Multi-modal interaction is an important paradigm for modern devices. The interface between the user and the device involves touch input, sound playback, vibration and haptics, and visual feedback (either on the screen or via LEDs). Sailfish OS includes support for hardware-triggered (watchdog timer, deep-sleep real-time-clocks) alarms and reminders which can make use of these various forms of feedback to notify the user of a scheduled event or alarm, or to initiate more complicated user-interaction.
The time daemon in Sailfish OS provides time-tracking for the system, and handles alarms and timer notifications from the hardware platform to trigger user-visible notifications and non-graphical-feedback. The code for this component is fully open-source and available at https://github.com/sailfishos/timed under a permissive license.
Internally, timed can use a variety of clocks (including hardware real-time clocks, network time protocol packets from data networks, and NITZ packets from cellular service providers) to synchronise and trigger events. Heartbeat timers can be defined to wake the system from deeper sleep modes periodically in order to send and receive network data in a coalesced fashion to avoid constant wakeups which are battery-hungry.

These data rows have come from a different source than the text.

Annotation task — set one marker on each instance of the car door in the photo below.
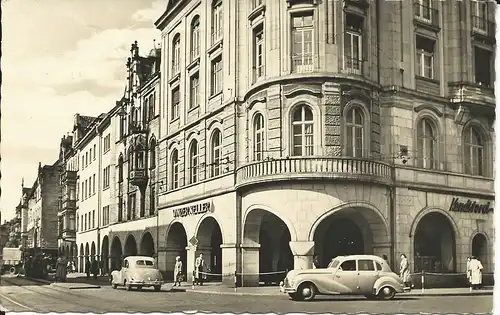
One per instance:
(367, 275)
(346, 277)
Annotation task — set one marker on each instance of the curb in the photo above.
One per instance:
(402, 294)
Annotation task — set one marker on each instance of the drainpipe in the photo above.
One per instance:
(99, 194)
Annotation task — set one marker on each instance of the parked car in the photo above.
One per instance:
(366, 275)
(138, 272)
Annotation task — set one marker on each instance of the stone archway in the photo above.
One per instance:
(434, 244)
(116, 254)
(82, 256)
(176, 246)
(266, 248)
(130, 246)
(105, 254)
(209, 237)
(479, 249)
(350, 230)
(147, 245)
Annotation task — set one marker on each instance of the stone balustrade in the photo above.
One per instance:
(341, 168)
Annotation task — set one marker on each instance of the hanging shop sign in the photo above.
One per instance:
(470, 206)
(193, 210)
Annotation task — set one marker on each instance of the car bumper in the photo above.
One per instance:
(285, 289)
(146, 283)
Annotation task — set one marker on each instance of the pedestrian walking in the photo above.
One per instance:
(476, 271)
(87, 267)
(404, 272)
(95, 268)
(199, 268)
(316, 263)
(61, 268)
(468, 270)
(178, 277)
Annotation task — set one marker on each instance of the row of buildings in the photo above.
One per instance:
(263, 133)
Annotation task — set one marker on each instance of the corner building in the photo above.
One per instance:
(290, 129)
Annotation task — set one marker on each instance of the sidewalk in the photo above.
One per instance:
(213, 288)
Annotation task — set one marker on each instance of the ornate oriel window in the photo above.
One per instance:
(174, 162)
(152, 154)
(193, 162)
(195, 38)
(474, 152)
(216, 152)
(354, 123)
(426, 144)
(302, 131)
(258, 137)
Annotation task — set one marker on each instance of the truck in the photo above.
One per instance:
(12, 260)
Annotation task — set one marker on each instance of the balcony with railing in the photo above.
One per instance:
(331, 168)
(138, 177)
(426, 16)
(483, 28)
(352, 65)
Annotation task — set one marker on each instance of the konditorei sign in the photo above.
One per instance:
(470, 206)
(193, 210)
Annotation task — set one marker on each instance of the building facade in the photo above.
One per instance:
(280, 130)
(42, 202)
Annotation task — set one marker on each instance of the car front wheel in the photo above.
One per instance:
(307, 291)
(386, 293)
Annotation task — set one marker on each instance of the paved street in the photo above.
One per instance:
(19, 294)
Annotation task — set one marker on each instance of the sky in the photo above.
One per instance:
(58, 59)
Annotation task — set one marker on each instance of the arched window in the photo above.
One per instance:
(474, 152)
(152, 154)
(176, 54)
(354, 122)
(120, 169)
(193, 162)
(195, 38)
(139, 162)
(131, 159)
(426, 144)
(302, 131)
(216, 152)
(174, 162)
(258, 137)
(217, 21)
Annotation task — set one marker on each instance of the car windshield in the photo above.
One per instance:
(334, 263)
(144, 263)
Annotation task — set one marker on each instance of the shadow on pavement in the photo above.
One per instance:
(13, 281)
(325, 299)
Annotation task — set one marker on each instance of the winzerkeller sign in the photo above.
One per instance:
(193, 210)
(470, 206)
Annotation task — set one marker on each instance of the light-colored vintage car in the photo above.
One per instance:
(138, 272)
(366, 275)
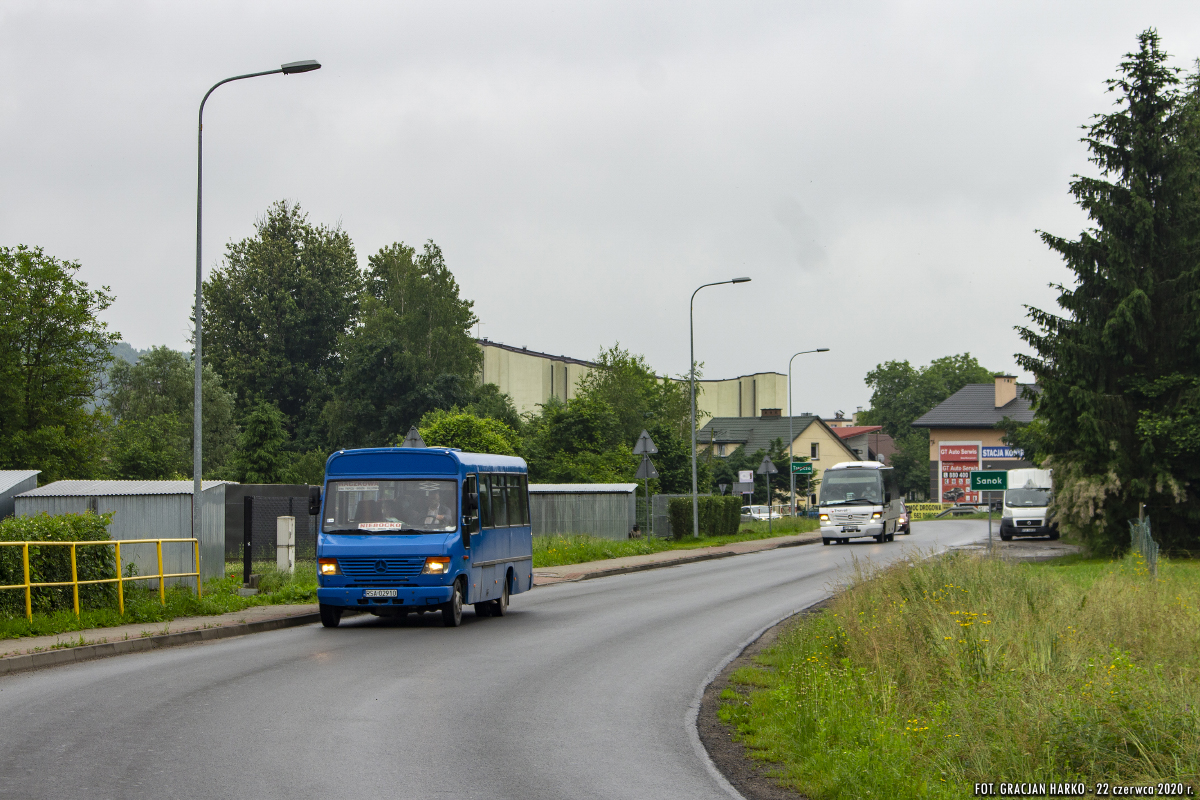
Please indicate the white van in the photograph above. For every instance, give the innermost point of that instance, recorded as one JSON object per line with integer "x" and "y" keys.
{"x": 858, "y": 499}
{"x": 1025, "y": 505}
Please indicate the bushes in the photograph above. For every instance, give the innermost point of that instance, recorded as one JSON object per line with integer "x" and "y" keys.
{"x": 718, "y": 516}
{"x": 53, "y": 564}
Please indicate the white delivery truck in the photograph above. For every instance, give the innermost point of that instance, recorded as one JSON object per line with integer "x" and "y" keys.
{"x": 1025, "y": 505}
{"x": 858, "y": 499}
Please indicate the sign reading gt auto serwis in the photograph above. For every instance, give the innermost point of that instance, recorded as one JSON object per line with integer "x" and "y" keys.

The non-graphical-feedback daemon in Sailfish OS provides capability and API for the system (and permitted applications) to trigger various multi-modal user notifications. The code for this component is fully open-source and available at https://github.com/sailfishos/ngfd under a permissive license. This same component is useful not only for alarms and reminders, but also for notifications and a variety of other cases where non-graphical-feedback is desired.
The ngfd defines a plugin system whereby different providers of non-graphical-feedback may be registered with the daemon. Some examples of such plugins can be found at https://github.com/mer-hybris/ngfd-plugin-droid-vibrator and https://github.com/sailfishos/ngfd-plugin-pulse
One common use-case on mobile devices is user-defined alarms which trigger at a particular time, e.g. an alarm clock or egg timer. These alarm types are supported by timed as events, and specific actions can be defined for those events (including notifications, visual and non-visual feedback, and user interaction).
The calendar backend in Sailfish OS also ensures that reminders for calendar events are implemented via timed events. Similarly to clock alarms, these events can have a variety of different feedback and interaction actions associated with them.